We used a improved version of RAP (called Rap-Green) for the gene tree reconciliation and to ortholog/paralog predictions


References

  1. Enright A.J., Van Dongen S., Ouzounis C.A. An efficient algorithm for large-scale detection of protein families. Nucleic Acids Research 30(7):1575-1584 (2002).
  2. Altschul SF, Gish W, Miller W, Myers EW, Lipman DJ: Basic local alignment search tool. J Mol Biol 1990, 215(3):403-410.
  3. Zdobnov E.M. and Apweiler R. "InterProScan - an integration platform for the signature-recognition methods in InterPro" Bioinformatics, 2001, 17(9): p. 847-8.
  4. Timothy L. Bailey and Charles Elkan, "Fitting a mixture model by expectation maximization to discover motifs in biopolymers", Proceedings of the Second International Conference on Intelligent Systems for Molecular Biology, pp. 28-36, AAAI Press, Menlo Park, California, 1994.
  5. Timothy L. Bailey and Michael Gribskov, "Combining evidence using p-values: application to sequence homology searches", Bioinformatics, Vol. 14, pp. 48-54, 1998.

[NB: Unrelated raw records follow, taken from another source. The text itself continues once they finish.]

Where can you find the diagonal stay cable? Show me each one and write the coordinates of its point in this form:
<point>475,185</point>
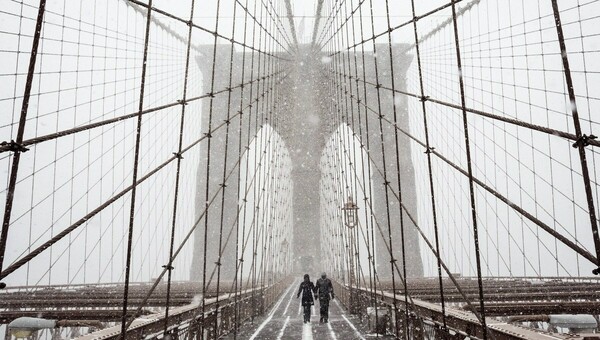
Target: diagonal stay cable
<point>19,263</point>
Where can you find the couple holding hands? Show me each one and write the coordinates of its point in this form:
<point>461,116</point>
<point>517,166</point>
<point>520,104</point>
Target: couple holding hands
<point>323,290</point>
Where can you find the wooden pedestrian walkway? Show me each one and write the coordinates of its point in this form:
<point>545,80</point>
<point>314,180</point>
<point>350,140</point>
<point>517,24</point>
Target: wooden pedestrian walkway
<point>284,321</point>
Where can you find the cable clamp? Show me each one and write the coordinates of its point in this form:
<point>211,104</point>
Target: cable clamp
<point>14,146</point>
<point>584,141</point>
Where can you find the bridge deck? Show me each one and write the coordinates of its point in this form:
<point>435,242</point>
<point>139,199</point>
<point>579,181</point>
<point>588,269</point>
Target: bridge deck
<point>285,321</point>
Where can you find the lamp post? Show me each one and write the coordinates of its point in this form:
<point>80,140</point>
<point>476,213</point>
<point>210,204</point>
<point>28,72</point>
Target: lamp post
<point>351,221</point>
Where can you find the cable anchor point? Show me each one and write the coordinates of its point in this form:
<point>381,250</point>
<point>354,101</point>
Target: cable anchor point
<point>584,141</point>
<point>14,146</point>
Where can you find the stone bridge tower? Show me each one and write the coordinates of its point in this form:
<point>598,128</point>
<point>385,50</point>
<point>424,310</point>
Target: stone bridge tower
<point>305,112</point>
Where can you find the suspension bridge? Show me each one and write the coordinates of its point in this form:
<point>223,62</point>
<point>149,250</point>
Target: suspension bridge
<point>172,169</point>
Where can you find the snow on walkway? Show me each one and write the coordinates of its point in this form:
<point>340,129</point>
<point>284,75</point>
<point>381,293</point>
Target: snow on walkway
<point>283,322</point>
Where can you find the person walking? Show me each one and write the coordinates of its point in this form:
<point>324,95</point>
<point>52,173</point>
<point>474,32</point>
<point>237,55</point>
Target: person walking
<point>324,289</point>
<point>306,289</point>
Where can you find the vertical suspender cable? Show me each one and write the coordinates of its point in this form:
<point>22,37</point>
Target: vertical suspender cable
<point>17,146</point>
<point>135,173</point>
<point>469,169</point>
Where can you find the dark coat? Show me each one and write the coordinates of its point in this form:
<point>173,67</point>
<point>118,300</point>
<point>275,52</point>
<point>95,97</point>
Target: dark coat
<point>323,288</point>
<point>306,289</point>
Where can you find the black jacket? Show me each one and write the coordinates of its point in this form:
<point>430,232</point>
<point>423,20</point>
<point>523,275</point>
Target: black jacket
<point>306,288</point>
<point>324,288</point>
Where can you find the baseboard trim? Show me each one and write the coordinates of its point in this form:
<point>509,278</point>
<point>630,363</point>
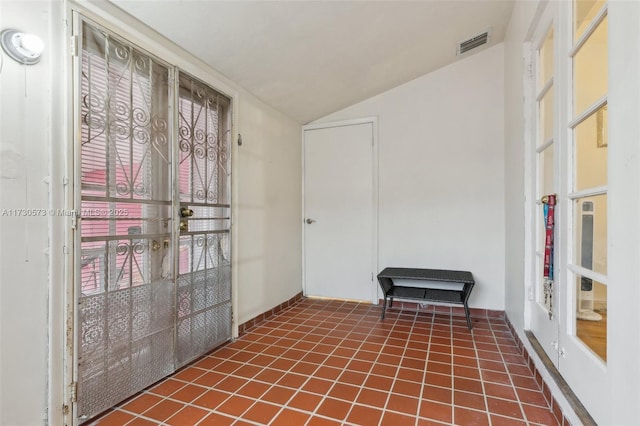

  6. Schneider M, Bairoch A, Wu CH, Apweiler R. Plant protein annotation in the UniProt Knowledgebase.Plant Physiol. (2005) 138:59-66
  7. Kanehisa, M., Goto, S., Hattori, M., Aoki-Kinoshita, K.F., Itoh, M., Kawashima, S., Katayama, T., Araki, M., and Hirakawa, M.; From genomics to chemical genomics: new developments in KEGG. Nucleic Acids Res. 34, D354-357 (2006).
  8. Katoh K, Kuma K, Toh H, Miyata T: MAFFT version 5: improvement in accuracy of multiple sequence alignment. Nucleic acids research 2005, 33(2):511-518
  9. Salvador Capella-Gutierrez; Jose M. Silla-Martinez; Toni Gabaldon. trimAl: a tool for automated alignment trimming in large-scale phylogenetic analyses. Bioinformatics 2009 25: 1972-1973.
  10. Guindon S, Gascuel O: A simple, fast, and accurate algorithm to estimate large phylogenies by maximum likelihood. Syst Biol 2003, 52(5):696-704.
  11. Dufayard J-F., Duret L., Penel S., Gouy M., Rechenmann F. and Perriere G. (2005) Tree pattern matching in phylogenetic trees: automatic search for orthologs or paralogs in homologous gene sequence databases, Bioinformatics, 21 (11): 2596-2603, 2005.
  12. Zmasek CM, Eddy SR: ATV: display and manipulation of annotated phylogenetic trees. Bioinformatics (Oxford, England) 2001, 17(4):383-384.
  13. Waterhouse, A.M., Procter, J.B., Martin, D.M.A, Clamp, M. and Barton, G. J. (2009) "Jalview Version 2 - a multiple sequence alignment editor and analysis workbench" Bioinformatics
  14. Salse,J., Abrouk,M., Murat,F., Quraishi,U.M. et Feuillet,C. (2009) Improved criteria and comparative genomics tool provide new insights into grass paleogenomics. Brief Bioinform, 10, 619-630, 10.1093/bib/bbp037.